Poor Jack could not hear what Phil said for the roaring of the guns, but he could read the little fellow’s lips as he pressed him to drink, and sick to the heart and suffering from the terrible wound which had struck him down, he raised his hand to the tin to steady it and drink, but only to see it fall upon the deck, a splinter having struck it from the boy’s hand.

Jack’s wild eyes seemed to say, Are you hurt? But he too made no sound, for at that moment a little group assembled upon the deck, opened out, and both he and Phil saw the figure of their great commander being borne towards them on his way to the spot where he breathed his last. His eyes were open and he was looking wildly round as if in search of something to guide him as to the progress of the great battle, when all at once they rested upon the childlike face of Phil, as the boy knelt beside his wounded and bleeding friend.

A change came over Nelson’s face; the wildly anxious look died out, and as his eyes met those of the boy he smiled at him sadly, and Phil rose quickly to his feet, carried away by the childlike feeling of pity for the dying hero.

It was almost momentary. Then the little group closed in again and passed along the deck, while with the horror and confusion increasing once more, Phil found himself following Jack Jeens, who was being carried below to where the surgeon and his helpmates were busy over their terrible task, and all that the powder monkey saw more of the Battle of Trafalgar was a dim lanthorn swinging by a hammock in which lay poor Jack Jeens, badly wounded, but with energy enough left to smile at his nurse, who was watching by his side.

It was the next morning when, after a stupor-like sleep, Jack opened his eyes, which brightened a little as he saw who was still with him.

“Are you better, Jack?” whispered Phil, anxiously.

“Lots, boy,” was the reply; “only I want to know. Tell me—who won?
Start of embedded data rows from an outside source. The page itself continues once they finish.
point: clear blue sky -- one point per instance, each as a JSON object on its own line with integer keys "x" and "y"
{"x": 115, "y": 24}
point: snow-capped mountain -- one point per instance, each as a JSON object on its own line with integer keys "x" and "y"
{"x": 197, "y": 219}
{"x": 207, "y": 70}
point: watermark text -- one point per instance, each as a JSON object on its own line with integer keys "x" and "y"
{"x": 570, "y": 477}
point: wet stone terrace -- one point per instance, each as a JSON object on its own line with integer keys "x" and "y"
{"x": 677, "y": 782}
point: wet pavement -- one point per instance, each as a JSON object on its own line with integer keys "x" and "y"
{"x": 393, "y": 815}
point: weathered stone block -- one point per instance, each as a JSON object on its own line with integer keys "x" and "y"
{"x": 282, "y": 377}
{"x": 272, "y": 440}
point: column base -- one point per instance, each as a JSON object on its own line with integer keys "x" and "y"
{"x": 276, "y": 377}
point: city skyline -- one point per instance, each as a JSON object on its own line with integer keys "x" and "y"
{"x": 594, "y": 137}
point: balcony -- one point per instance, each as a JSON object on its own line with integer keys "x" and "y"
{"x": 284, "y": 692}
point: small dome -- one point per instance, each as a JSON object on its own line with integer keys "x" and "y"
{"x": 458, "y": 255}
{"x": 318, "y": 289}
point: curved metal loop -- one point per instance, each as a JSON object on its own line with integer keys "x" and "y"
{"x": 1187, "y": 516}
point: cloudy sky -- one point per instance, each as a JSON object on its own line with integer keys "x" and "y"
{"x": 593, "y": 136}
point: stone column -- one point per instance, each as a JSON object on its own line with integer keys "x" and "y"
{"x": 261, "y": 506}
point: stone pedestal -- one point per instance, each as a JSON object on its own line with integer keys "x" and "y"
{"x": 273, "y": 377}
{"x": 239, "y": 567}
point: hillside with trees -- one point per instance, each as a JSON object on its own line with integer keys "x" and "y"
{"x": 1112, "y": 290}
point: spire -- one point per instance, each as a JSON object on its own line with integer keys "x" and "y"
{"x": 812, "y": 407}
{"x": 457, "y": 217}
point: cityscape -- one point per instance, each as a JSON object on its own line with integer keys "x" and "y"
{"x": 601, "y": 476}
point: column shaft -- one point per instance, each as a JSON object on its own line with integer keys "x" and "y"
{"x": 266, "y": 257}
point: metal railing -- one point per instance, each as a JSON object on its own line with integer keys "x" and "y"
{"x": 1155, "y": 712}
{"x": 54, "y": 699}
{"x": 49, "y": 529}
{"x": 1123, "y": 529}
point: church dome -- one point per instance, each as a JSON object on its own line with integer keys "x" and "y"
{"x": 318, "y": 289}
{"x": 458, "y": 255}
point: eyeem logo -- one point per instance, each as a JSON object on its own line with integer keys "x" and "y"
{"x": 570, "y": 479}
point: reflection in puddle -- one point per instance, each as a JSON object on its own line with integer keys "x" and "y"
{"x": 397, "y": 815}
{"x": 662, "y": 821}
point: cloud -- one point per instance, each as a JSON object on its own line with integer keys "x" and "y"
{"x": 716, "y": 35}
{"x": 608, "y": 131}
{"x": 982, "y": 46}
No, don’t, if it was the French.”

“No, it wasn’t them,” was the quick reply. “We beat, and everyone says it is a great—great—yes, victory—that’s it.”

“Hoo-roar!” came in a faint whisper from Jack Jeens’ lips, and a smile of thankfulness lit up his face for a few moments.

But for a few moments only, for like a shadow came the recollection of something he had seen before he had fainted away from loss of blood.

He lay for a while gazing at Phil as if afraid to speak. Then summoning up his courage he whispered:

“Phil, boy, when I was shot down and you held the water for me to drink, did I dream something?”

Phil gazed back in his eyes, but did not speak, for he with the recollection fresh upon him knew what his poor messmate meant.

And so they rested for a few moments looking in each other’s eyes, till Jack’s slowly closed, and he uttered a low groan.

“I hoped it was a dream,” he said, “and all fancy. But tell me now, Phil, boy; is it true?”

“Yes,” said the little fellow, softly, and there was a choking sound in his fresh young voice as he whispered the words in the wounded sailor’s ear: “Yes; Lord Nelson is dead.”